Altar Guild

The ministry of the Altar Guild is to care for the altar, vestments, vessels, and altar linens of the parish. Altar Guild members prepare the sanctuary for services and clean up afterwards. Altar Guild members also frequently supervise the decoration of the sanctuary of the parish with flowers — although in some congregations there is a separate Flower Guild that prepares the flowers and often delivers them to the sick and shut in after the service.

Church Publishing offers several resources for Altar Guilds including A Working Manual for Altar Guild by Dorothy Diggs, The New Altar Guild Book by Barbara Gent and Betty Sturges, The Complete Training Course for Altar Guilds by B. Don Taylor and Meditations for Altar Guild Members by Caroline Conklin. Altar Guilds interested making vestments might also find Vestments for all Seasons by Barbara Dee Baumgarten useful.

There is a National Altar Guild Association (NAGA) website which includes

NAGA is a diverse ministry. Members come from both sexes, all ethnic groups and ages. They follow various styles of worship and interpretations of theology within the Church. They offer many individual gifts and talents, such as needle arts, flower arranging, writing, speaking and teaching.
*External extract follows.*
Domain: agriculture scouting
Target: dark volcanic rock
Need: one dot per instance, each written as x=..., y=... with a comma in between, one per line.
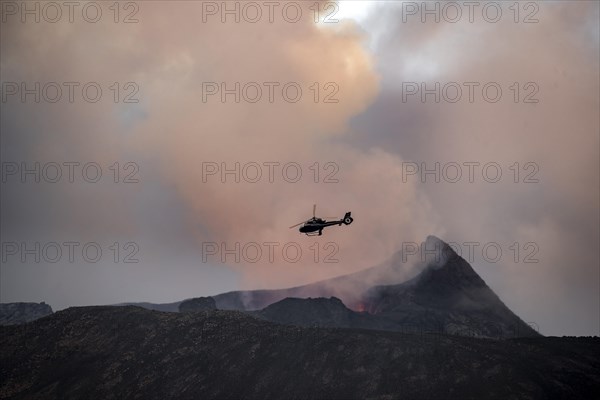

They provide members with a variety of valuable and informative resources:

  • You’ll receive a quarterly newsletter, the Epistle, offering news from altar guilds around the country, helpful information and hints, as well as interpretations and guidelines for services, seasons, and specific ceremonies.
  • You may participate in stoles-making projects for chaplains who serve under the Bishop of the Armed Forces.
  • You may borrow from our extensive collection of books on subjects related to altar guild interests—needle arts, flower arranging, liturgical, history and practice, etc.—which is housed at Nashotah House and available to anyone through inter-library loan.
  • You may attend our triennial meeting during General Convention and contribute items of ecclesiastical art to be displayed in our art exhibit.
  • You may “shop” at our Sacristy Shop, featuring items designed specifically for NAGA such as aprons, tote bags, cincture starters and purificator stamps.
  • You may request that a NAGA representative (usually the president) speak about NAGA and its ministry for diocesan groups and others.


Most gracious Father Who has called me Your child to serve in the preparation of Your Altar, so that it may be a suitable place for the offering of Your Body and Blood;

Sanctify my life and consecrate my hands so that I may worthily handle those Sacred Gifts which are being offered to You.

As I handle holy things, grant that my whole life may be illuminated and blessed by You, in whose honor I prepare them, and grant that the people who shall be blessed by their use, may find their lives drawn closer to Him Whose Body and Blood is our hope and our strength, Jesus Christ our Lord. Amen.

by The Rt. Rev. E. Don Taylor, Vicar Bishop of New York City



In contemporary Anglicanism, “acolytes” is a general term which covers not only servers, torchbearers, and lighters of candles but also crucifers, thurifers, and banner-bearers. Acolytes are mentioned as a minor order (along with porters, lectors, and exorcists) as early as a letter of Pope Cornelius to Fabius of Antioch in 252. They were also mentioned in Cyprian’s writings. They assisted deacons or subdeacons at the preparation of the table. Later they carried candles in processions. In Rome they carried fragments of the bread consecrated at the papal Mass to other churches. In the late middle ages, when candles began to appear upon altars, they lighted the altar candles.

Eventually, lay servers or sacristans performed duties earlier associated with acolytes, and the order of acolyte was normally conferred upon a candidate for priesthood in the course of his training. The minor orders were not perpetuated in Anglicanism. Some of the duties earlier performed by persons in the minor order of acolyte were taken over by lay clerks. In the later nineteenth century the clerks were suppressed and their duties were largely taken over by lay “acolytes” and sacristans or altar guilds.

There are a variety of resources available to support acolytes in their ministry. Training is important. While every church (and priest!) has their own way of doing things, there are some basics that apply to most churches.

The Manual for Acolytes by Dennis Michno is available from Church Publishing as is Parish Acolyte Guide by Donna H. Barthle and The New Complete Server by Christopher Heller.

St. Patrick’s Church in Broken Arrow, Oklahoma made their own acolyte training video which you might find helpful.

If you are “high church” (i.e., have formal liturgy with incense, etc.), St. James in Springfield, Missouri has prepared a detailed manual and offers it as a free download on Amazon. You can download it here: Acolyte Manual. If you search the internet, you can find several others done by local churches that you can use to develop a manual for your church.